American companies, especially in the pharmaceutical and food sectors, face the world’s most stringent regulatory expectations. When partner countries adopt Chinese-style regulatory regimes, U.S. businesses face higher costs, uncertain compliance hurdles or outright exclusion from key markets. This hands China a trade advantage funded by U.S. inaction.

Countries that depend on China for regulatory support are also more likely to align with Beijing in multilateral forums and bilateral dealings. This compounds a broader shift in global power away from open-market democracies and toward state-driven authoritarian models.

The U.S. still imports most of its pharmaceutical ingredients, many of which pass through weakly regulated systems, making counterfeit drugs an immediate and growing problem. In a recent example, chemotherapy drugs flagged by surveillance efforts in Africa because of poor quality were traced to global distribution chains that included the United States.

This is not theoretical.

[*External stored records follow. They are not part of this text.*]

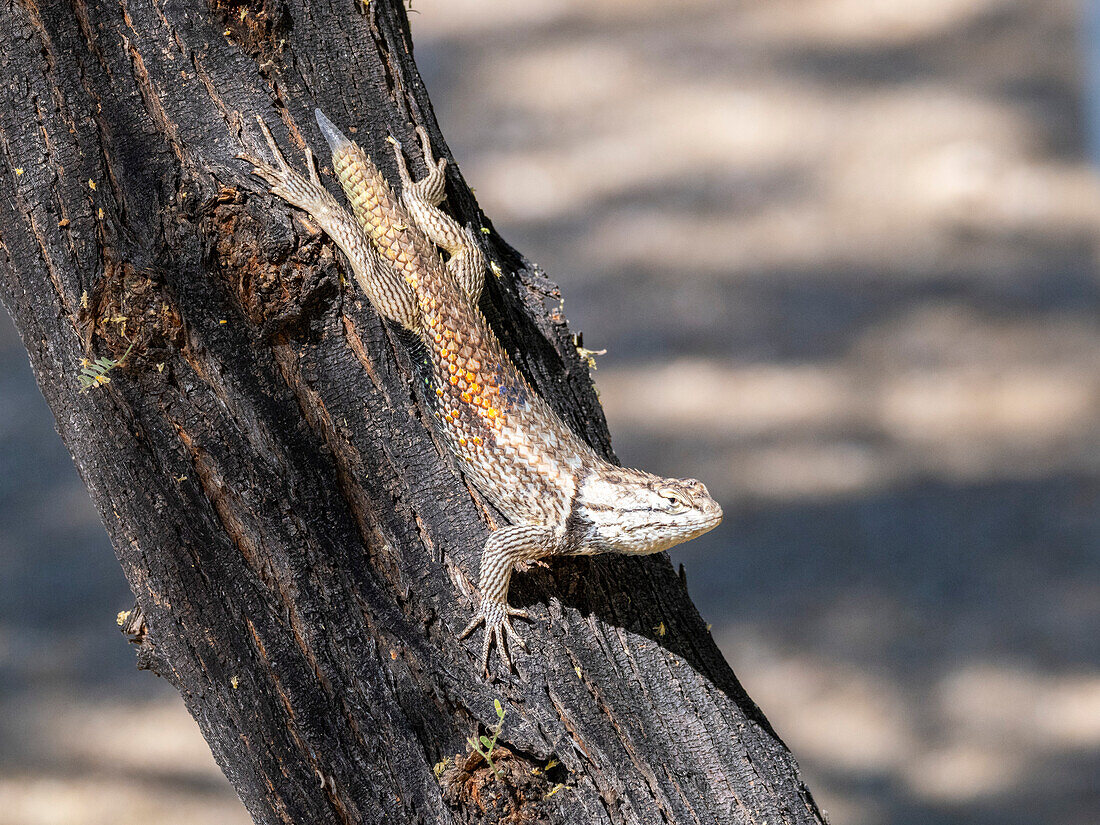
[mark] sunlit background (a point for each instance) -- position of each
(842, 254)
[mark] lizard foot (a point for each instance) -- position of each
(304, 193)
(497, 620)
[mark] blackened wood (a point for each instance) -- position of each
(299, 547)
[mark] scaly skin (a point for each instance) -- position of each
(560, 497)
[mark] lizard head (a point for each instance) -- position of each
(636, 513)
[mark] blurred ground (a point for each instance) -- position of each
(842, 254)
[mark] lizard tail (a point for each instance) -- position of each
(333, 136)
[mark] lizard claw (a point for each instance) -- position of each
(497, 620)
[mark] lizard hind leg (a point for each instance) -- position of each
(388, 294)
(421, 199)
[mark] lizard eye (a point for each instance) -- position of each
(675, 499)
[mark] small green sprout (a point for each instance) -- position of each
(94, 373)
(484, 746)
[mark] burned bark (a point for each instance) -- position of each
(300, 548)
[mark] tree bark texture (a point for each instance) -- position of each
(300, 547)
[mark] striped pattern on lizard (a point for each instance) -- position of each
(560, 497)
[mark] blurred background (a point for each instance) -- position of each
(842, 254)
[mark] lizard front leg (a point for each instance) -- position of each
(503, 549)
(421, 199)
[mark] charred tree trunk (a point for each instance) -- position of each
(301, 550)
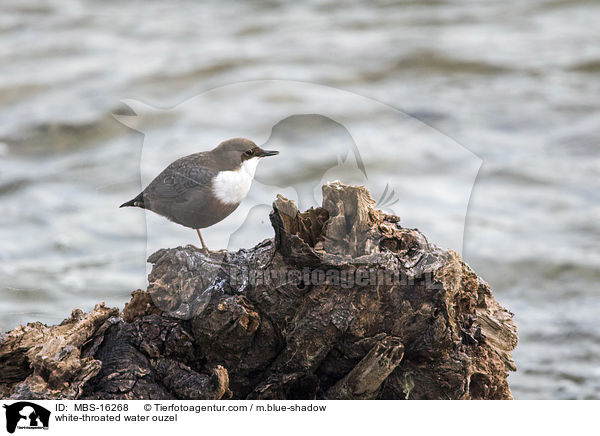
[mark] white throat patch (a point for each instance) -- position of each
(231, 187)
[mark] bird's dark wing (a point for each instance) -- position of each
(180, 179)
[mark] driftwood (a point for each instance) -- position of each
(343, 303)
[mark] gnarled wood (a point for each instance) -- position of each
(342, 303)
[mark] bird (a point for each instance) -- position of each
(202, 189)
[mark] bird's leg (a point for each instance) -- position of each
(204, 247)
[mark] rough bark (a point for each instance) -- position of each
(343, 303)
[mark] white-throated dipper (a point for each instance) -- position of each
(202, 189)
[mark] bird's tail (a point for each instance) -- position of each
(136, 202)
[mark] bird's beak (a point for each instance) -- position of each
(266, 153)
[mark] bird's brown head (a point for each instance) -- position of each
(237, 150)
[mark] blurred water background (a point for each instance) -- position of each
(515, 83)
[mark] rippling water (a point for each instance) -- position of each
(515, 83)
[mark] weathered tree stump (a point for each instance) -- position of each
(343, 303)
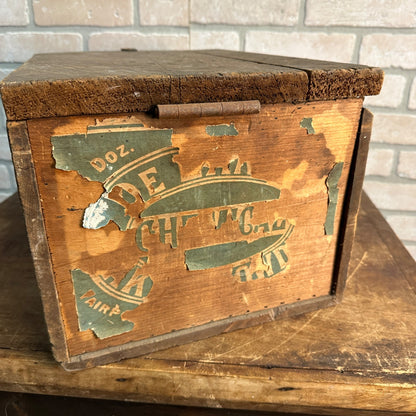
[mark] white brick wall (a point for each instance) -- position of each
(14, 13)
(380, 33)
(365, 13)
(114, 41)
(245, 12)
(391, 94)
(387, 50)
(164, 12)
(20, 46)
(83, 12)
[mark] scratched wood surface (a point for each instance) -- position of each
(357, 358)
(118, 82)
(180, 298)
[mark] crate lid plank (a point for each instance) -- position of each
(65, 84)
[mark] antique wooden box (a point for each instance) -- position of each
(171, 196)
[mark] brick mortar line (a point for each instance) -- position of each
(213, 27)
(392, 179)
(398, 147)
(397, 213)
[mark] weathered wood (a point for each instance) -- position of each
(42, 405)
(192, 298)
(356, 358)
(352, 202)
(327, 80)
(118, 82)
(30, 199)
(207, 109)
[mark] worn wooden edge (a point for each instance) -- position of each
(191, 383)
(47, 405)
(351, 204)
(273, 80)
(184, 336)
(31, 203)
(327, 80)
(115, 89)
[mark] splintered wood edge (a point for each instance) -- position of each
(207, 384)
(327, 80)
(282, 80)
(352, 203)
(29, 197)
(184, 336)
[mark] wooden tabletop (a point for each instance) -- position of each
(356, 358)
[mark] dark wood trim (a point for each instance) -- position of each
(30, 199)
(352, 203)
(184, 336)
(327, 80)
(85, 83)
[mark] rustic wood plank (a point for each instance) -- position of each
(327, 80)
(30, 199)
(118, 82)
(363, 365)
(352, 202)
(192, 298)
(43, 405)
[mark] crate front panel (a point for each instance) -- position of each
(160, 225)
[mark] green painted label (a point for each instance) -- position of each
(139, 162)
(101, 303)
(332, 185)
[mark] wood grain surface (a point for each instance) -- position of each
(357, 358)
(183, 299)
(117, 82)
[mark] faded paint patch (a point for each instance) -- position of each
(100, 213)
(101, 303)
(306, 123)
(222, 130)
(220, 254)
(332, 185)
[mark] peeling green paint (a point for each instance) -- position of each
(138, 158)
(332, 185)
(222, 130)
(114, 126)
(100, 303)
(210, 192)
(306, 123)
(100, 213)
(221, 254)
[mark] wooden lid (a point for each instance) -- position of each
(118, 82)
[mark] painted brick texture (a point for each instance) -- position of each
(20, 46)
(248, 12)
(333, 47)
(373, 32)
(85, 12)
(14, 13)
(388, 50)
(114, 41)
(364, 13)
(164, 12)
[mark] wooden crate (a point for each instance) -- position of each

It’s happening.

There is a straightforward solution to these imminent threats, though: strengthen U.S. investment in global regulatory capacity as a strategic priority.

This doesn’t mean new aid programs or open-ended spending. Washington can leverage existing tools — like the Development Finance Corporation, U.S. Trade and Development Agency and State Department assistance — to make targeted, time-bound investments in critical partner countries. These investments should focus on modernizing labs, training inspectors, building digital tracking systems, and improving governance and oversight.

This is not charity. It’s smart statecraft.

It protects U.S. consumers from dangerous imports. It ensures that American companies can compete on a level playing field. And it preserves U.S. leadership in a domain China is aggressively contesting.

Much like export controls and semiconductor policy, global drug regulation has become a front line in the broader competition between democratic capitalism and authoritarian statecraft. Washington needs to start treating it that way.

Right now, as the administration recalibrates U.S. foreign policy, is an opportunity to embrace global regulatory leadership as an America First priority. Support for strong regulatory institutions abroad translates directly into security, prosperity and trust at home.

America wrote the rules for safe, transparent drug development. We can’t let China rewrite them in secret.